In order to solve the question, you need the value of ${{E}^{0}}$. Use value of ${{E}^{0}}$ as 0.77V, for the conversion of $F{{e}^{3+}}$ to $F{{e}^{2+}}$.

Complete answer:
When electric current is passed through the $F{{e}_{2}}{{\left( S{{O}_{4}} \right)}_{3}}$ solution, a change in oxidation state occurs for Fe. It changes from the +3 oxidation state to the +2 oxidation state, by giving away an electron.
F{{e}^{3+}}$$$$+\text{ }{{e}^{-}}~->~$$$$F{{e}^{2+}}, E0= 0.77 V
Now as the current as Faradays is passed, it is to be noted that the charge is constant.

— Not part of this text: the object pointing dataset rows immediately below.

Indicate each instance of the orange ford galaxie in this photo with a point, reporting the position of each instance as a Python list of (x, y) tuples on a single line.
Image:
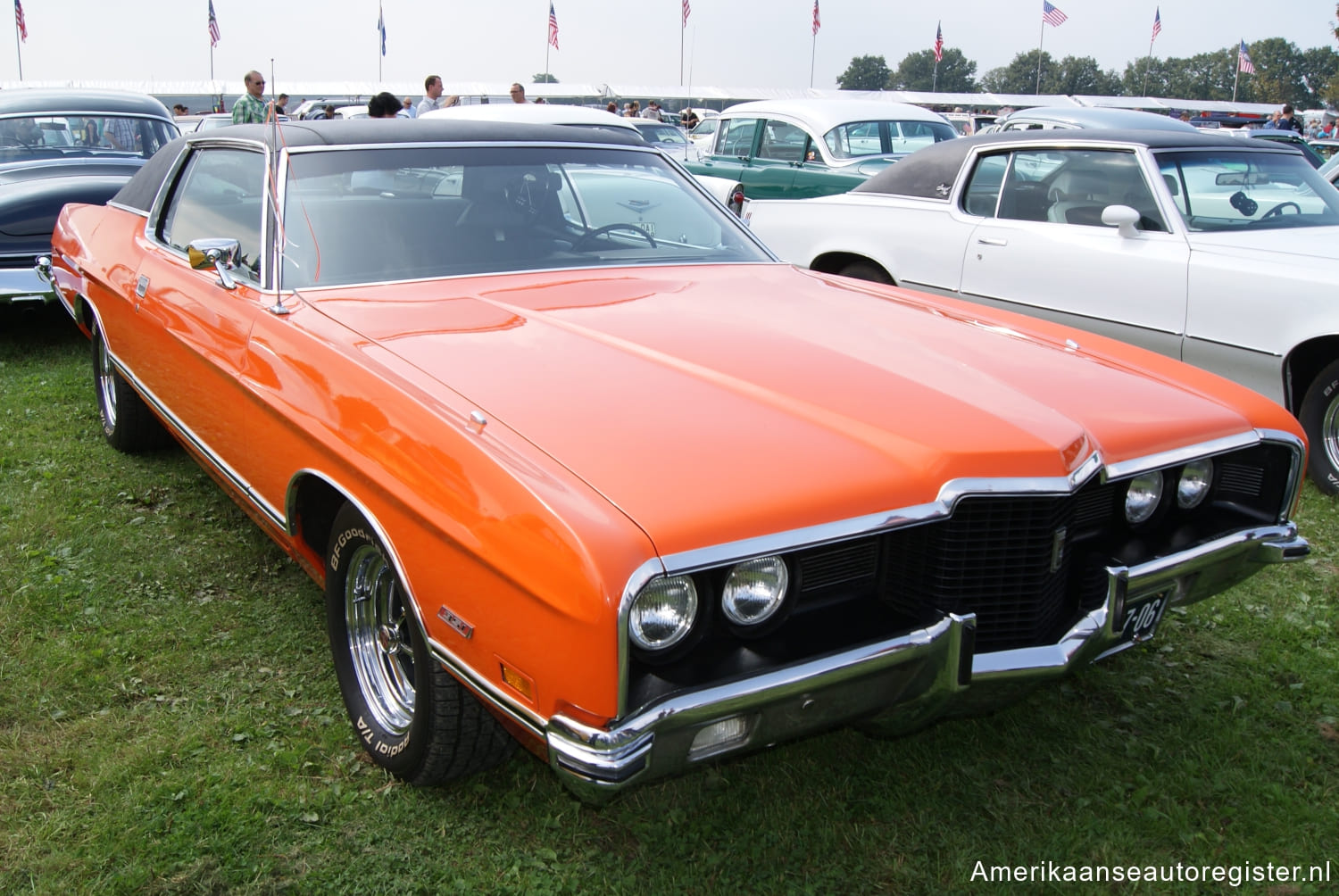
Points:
[(578, 461)]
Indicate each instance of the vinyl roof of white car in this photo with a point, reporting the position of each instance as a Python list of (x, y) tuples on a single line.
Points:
[(535, 114), (825, 114)]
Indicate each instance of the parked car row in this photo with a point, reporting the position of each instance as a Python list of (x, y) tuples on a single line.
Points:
[(578, 461), (1159, 238)]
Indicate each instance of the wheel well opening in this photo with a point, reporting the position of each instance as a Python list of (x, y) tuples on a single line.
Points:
[(312, 508), (838, 261), (1304, 363)]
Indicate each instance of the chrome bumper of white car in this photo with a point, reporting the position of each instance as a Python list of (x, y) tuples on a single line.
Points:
[(892, 686)]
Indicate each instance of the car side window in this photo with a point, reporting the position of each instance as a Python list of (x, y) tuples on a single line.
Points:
[(784, 142), (1087, 181), (219, 195), (736, 137), (983, 187), (1074, 187)]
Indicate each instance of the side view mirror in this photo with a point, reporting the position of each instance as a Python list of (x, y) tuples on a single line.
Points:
[(1124, 219), (216, 254)]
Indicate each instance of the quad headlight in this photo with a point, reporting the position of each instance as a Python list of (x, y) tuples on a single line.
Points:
[(663, 612), (1143, 497), (754, 591), (1196, 478)]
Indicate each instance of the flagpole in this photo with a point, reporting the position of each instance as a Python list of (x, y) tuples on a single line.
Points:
[(1039, 39), (1144, 87)]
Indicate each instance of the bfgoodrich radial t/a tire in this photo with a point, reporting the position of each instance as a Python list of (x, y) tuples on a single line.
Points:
[(1319, 418), (126, 420), (412, 717)]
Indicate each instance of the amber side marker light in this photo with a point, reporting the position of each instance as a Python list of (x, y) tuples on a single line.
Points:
[(519, 682)]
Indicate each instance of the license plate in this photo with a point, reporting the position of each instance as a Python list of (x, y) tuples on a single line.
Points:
[(1143, 618)]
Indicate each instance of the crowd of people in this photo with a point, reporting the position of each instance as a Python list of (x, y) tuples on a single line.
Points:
[(252, 106)]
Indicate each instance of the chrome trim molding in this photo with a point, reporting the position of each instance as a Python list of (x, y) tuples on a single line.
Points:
[(189, 436)]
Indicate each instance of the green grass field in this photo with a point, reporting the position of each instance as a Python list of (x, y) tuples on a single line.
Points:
[(169, 724)]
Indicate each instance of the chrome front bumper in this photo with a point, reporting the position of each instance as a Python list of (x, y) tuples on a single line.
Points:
[(24, 286), (892, 686)]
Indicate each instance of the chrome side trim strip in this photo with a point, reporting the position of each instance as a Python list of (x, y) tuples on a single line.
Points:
[(195, 442), (532, 721)]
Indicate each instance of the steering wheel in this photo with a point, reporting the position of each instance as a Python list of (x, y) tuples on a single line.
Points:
[(1277, 211), (589, 236)]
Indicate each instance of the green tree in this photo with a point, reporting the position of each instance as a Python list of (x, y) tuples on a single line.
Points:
[(916, 71), (1146, 77), (1082, 75), (1279, 72), (1019, 77), (864, 72), (1210, 75), (1319, 69)]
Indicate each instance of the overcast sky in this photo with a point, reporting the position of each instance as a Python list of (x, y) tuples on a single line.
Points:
[(765, 43)]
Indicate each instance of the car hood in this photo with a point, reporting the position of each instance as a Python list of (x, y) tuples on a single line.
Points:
[(717, 403), (1309, 243), (39, 169)]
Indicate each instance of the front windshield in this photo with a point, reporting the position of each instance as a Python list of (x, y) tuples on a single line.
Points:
[(859, 139), (1229, 190), (398, 213), (661, 134), (56, 136)]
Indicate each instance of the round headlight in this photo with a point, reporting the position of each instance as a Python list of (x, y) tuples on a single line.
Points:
[(1196, 478), (663, 614), (754, 591), (1143, 497)]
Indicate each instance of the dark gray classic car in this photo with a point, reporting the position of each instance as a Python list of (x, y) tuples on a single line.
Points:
[(61, 146)]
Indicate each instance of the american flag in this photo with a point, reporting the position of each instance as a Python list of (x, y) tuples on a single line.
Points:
[(1244, 59), (213, 26)]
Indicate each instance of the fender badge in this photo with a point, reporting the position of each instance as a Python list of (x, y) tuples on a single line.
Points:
[(461, 627)]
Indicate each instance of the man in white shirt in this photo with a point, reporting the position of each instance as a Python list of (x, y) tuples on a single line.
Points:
[(431, 94)]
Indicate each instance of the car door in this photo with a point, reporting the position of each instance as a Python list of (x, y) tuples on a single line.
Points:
[(770, 173), (731, 149), (1046, 252), (195, 329)]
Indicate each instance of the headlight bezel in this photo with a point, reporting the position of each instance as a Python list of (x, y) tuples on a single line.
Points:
[(1151, 508), (1202, 476), (682, 639), (779, 607)]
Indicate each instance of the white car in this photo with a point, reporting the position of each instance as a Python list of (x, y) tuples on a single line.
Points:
[(728, 192), (1216, 251)]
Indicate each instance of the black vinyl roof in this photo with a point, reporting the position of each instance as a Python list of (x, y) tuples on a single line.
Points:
[(380, 131), (362, 133), (926, 171), (29, 101)]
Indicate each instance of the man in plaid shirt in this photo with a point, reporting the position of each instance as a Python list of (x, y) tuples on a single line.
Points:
[(251, 109)]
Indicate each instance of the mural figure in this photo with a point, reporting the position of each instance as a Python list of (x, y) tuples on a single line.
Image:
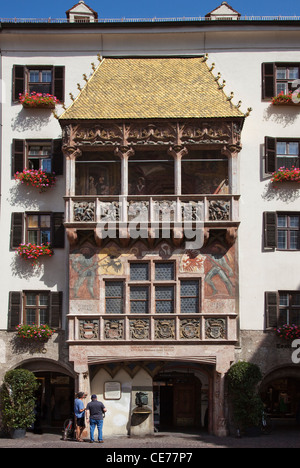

Charge can be written in two ways: $Number\text{ }of\text{ }Electrons\times Faradays$ or $Current\times Time$
Equating both sides, we obtain that
$n\times F\text{ }=\text{ }I\times t$ , where n=number of electrons, F=Faraday, I=current and t=time
Taking F as 96500, we can find the number of electrons from the equation. So the number of electrons are:
$n\text{ }=\text{ }\left( 1.25\times 1.1\times 3600 \right)\div 96500$
So, $n\text{ }=\text{ }0.0513$……….(i)
So we have 0.0513 number of electrons. But you need to understand the fact that the number of electrons are actually the n mole of $F{{e}^{3+}}$ which got reduced in the reaction. So the molar equivalents of $F{{e}^{3+}}$and $KMn{{O}_{4}}$ will be the same. Now, the milli equivalent of $F{{e}^{3+}}$ will be 51.3. For finding out the milli equivalent for $KMn{{O}_{4}}$ ,
KMn{{O}_{4}}$$$$+\text{ }8{{H}^{+}}+\text{ }5{{e}^{-}}->\text{ }M{{n}^{2+}}+4{{H}_{2}}O
From the reaction , there is an exchange of 5 electrons, so the milli equivalent of $KMn{{O}_{4}}$ will be $molarity\text{ }KMn{{O}_{4}}\times 5\text{ }electron\times 25\text{ }volume$………….(ii)
Equating (i) and (ii), we have the resultant molarity of $KMn{{O}_{4}}$ as 0.41 molar.

Note:
Always check for the units in the question. The first priority should be to change the units to the SI system and then proceed. For convenience the value of F is taken to be 96500. For titration, you need to write the equations and balance them properly, or else there will be a problem in the calculation of the number of electrons exchanged.